MV Claymore (II) was David MacBrayne's last mail boat built in 1955. She served on the Inner Isles Mail on the west coast of Scotland until 1972. Subsequently sold for day cruising in the Greek Islands until 1993, she sank at her mooring in 2000.


Built by William Denny and Brothers of Dumbarton, Claymore was launched in 1955.[2] She revived the name of an 1881 steamer, which had sailed for almost half a century between Glasgow and Stornoway.[3] Claymore was the last major passenger vessel ordered by MacBraynes which was not a car ferry[4] and entered service on the Inner Isles mail from Oban, replacing the elderly Lochearn. Thus also known as R.M.S. Claymore.[5]

On merger, in 1973, Claymore remained registered to David MacBrayne Ltd and never adopted the Caledonian MacBrayne funnel.

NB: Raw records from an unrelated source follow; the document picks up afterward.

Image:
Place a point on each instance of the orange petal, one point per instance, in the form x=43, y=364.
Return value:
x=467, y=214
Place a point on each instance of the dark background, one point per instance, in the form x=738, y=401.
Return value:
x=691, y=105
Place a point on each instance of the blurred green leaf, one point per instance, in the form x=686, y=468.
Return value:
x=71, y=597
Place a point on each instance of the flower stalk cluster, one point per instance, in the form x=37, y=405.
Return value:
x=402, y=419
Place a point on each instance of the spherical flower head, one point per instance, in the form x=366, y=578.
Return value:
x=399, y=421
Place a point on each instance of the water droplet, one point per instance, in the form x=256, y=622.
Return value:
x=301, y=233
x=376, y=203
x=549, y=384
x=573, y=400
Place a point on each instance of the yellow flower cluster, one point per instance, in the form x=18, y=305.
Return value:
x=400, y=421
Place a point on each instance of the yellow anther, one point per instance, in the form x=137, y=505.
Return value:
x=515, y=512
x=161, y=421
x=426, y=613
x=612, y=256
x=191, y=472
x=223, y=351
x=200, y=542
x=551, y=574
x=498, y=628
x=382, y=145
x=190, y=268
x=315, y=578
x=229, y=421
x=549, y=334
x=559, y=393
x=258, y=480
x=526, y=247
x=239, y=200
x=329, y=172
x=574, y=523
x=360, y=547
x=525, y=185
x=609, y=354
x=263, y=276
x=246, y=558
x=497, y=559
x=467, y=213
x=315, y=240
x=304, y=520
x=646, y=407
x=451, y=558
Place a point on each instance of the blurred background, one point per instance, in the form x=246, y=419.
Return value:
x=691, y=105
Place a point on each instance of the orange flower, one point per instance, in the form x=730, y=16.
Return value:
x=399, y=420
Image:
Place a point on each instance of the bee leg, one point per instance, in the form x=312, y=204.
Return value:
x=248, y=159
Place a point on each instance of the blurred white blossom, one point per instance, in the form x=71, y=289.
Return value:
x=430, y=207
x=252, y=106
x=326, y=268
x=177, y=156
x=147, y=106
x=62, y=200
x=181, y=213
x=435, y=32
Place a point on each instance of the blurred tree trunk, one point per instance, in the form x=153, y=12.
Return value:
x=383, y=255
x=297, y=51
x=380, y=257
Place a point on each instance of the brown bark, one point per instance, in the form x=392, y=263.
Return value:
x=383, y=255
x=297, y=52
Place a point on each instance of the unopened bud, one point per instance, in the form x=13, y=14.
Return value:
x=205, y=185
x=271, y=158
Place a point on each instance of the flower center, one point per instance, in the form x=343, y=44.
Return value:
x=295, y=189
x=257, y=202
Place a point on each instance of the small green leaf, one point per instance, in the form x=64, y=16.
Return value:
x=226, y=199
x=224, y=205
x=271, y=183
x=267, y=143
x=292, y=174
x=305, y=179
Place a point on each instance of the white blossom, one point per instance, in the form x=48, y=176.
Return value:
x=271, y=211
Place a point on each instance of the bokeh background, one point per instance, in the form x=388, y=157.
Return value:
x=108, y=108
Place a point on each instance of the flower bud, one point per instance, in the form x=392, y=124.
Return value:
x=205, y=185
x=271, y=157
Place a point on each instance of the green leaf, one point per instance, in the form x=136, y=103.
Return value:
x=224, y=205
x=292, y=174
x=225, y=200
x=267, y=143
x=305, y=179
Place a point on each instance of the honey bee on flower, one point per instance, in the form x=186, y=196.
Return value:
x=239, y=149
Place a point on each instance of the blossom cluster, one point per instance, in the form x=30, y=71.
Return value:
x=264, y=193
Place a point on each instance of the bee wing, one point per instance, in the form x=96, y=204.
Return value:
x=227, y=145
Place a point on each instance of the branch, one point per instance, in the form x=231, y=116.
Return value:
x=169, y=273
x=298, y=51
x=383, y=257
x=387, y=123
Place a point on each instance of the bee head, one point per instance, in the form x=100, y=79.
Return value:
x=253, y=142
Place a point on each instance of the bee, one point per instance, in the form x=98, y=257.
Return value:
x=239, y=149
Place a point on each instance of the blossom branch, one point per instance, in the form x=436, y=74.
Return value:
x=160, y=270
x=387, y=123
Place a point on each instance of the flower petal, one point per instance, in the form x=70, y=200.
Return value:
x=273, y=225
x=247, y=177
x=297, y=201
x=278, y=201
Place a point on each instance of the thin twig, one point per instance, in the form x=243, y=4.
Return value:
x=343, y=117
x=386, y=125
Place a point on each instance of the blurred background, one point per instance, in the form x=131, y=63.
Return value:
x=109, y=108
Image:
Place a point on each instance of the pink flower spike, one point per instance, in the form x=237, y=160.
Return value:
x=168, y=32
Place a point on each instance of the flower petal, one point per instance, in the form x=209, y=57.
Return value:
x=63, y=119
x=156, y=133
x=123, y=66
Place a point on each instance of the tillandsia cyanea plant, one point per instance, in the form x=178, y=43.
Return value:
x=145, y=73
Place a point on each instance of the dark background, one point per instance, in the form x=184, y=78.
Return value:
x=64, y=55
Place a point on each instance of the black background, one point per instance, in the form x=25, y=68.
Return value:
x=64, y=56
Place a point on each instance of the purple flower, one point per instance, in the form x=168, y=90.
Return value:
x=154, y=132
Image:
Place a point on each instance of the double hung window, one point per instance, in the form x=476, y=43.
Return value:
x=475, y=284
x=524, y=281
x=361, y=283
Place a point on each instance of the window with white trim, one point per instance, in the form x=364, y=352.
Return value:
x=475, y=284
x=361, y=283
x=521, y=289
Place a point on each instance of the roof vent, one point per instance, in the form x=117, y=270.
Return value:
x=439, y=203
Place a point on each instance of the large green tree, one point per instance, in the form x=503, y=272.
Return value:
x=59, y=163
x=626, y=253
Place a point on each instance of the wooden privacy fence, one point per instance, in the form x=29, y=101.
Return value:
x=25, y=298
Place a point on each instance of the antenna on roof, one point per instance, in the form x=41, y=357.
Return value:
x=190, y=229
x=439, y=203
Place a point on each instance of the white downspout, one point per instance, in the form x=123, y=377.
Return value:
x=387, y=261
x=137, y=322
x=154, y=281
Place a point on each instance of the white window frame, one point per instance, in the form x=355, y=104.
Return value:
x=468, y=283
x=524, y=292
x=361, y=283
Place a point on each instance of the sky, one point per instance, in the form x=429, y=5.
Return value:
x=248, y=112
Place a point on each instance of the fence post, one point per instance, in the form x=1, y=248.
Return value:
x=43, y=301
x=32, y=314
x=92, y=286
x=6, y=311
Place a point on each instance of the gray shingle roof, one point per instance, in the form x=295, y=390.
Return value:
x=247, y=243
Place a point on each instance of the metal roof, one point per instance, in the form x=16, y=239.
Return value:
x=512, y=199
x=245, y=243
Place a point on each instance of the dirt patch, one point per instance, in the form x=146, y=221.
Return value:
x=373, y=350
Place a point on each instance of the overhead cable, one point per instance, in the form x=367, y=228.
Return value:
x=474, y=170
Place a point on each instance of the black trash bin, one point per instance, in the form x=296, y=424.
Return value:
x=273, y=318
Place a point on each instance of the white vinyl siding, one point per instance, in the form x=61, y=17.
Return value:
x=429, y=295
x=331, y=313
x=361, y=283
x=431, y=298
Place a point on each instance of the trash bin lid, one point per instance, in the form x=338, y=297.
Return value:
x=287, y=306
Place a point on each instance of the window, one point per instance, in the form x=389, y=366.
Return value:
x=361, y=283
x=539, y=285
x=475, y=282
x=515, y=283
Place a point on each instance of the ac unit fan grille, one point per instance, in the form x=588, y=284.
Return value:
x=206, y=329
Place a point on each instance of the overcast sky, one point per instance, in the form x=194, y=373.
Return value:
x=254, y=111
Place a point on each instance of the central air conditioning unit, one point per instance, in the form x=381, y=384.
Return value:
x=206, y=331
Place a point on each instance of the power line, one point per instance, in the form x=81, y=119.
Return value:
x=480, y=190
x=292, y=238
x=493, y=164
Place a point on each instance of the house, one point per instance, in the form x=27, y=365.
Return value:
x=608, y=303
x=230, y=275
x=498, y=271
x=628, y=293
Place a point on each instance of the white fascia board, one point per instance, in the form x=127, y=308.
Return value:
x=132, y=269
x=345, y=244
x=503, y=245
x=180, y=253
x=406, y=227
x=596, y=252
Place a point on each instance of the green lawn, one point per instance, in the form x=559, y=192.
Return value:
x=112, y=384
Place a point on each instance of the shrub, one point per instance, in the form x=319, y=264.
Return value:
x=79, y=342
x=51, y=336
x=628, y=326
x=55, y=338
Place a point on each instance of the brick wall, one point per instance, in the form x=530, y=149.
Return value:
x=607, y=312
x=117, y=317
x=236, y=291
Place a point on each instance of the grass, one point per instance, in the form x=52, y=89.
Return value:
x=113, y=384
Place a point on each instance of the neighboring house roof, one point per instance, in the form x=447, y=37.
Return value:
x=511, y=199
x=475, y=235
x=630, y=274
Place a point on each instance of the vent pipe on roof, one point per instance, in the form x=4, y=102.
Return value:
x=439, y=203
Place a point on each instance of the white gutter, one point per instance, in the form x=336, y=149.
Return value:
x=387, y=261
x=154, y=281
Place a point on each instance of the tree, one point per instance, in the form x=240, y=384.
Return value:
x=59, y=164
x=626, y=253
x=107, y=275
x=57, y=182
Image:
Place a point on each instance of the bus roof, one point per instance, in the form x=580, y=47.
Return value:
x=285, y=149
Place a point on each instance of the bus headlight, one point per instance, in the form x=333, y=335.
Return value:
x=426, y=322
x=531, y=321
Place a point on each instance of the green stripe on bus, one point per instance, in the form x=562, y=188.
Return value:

In April 1976, she was sold to Canopus Shipping of Piraeus, and left Scotland on 10 May, as City of Andros, to join her ex-CSP consort City of Piraeus (ex-Maid of Argyll). After rebuilding in Greece, Claymore's name was changed again, to City of Hydra. She was withdrawn around 1993 and laid up at Eleusis. On 24 November 2000, she sank at her moorings and was subsequently scrapped.[3]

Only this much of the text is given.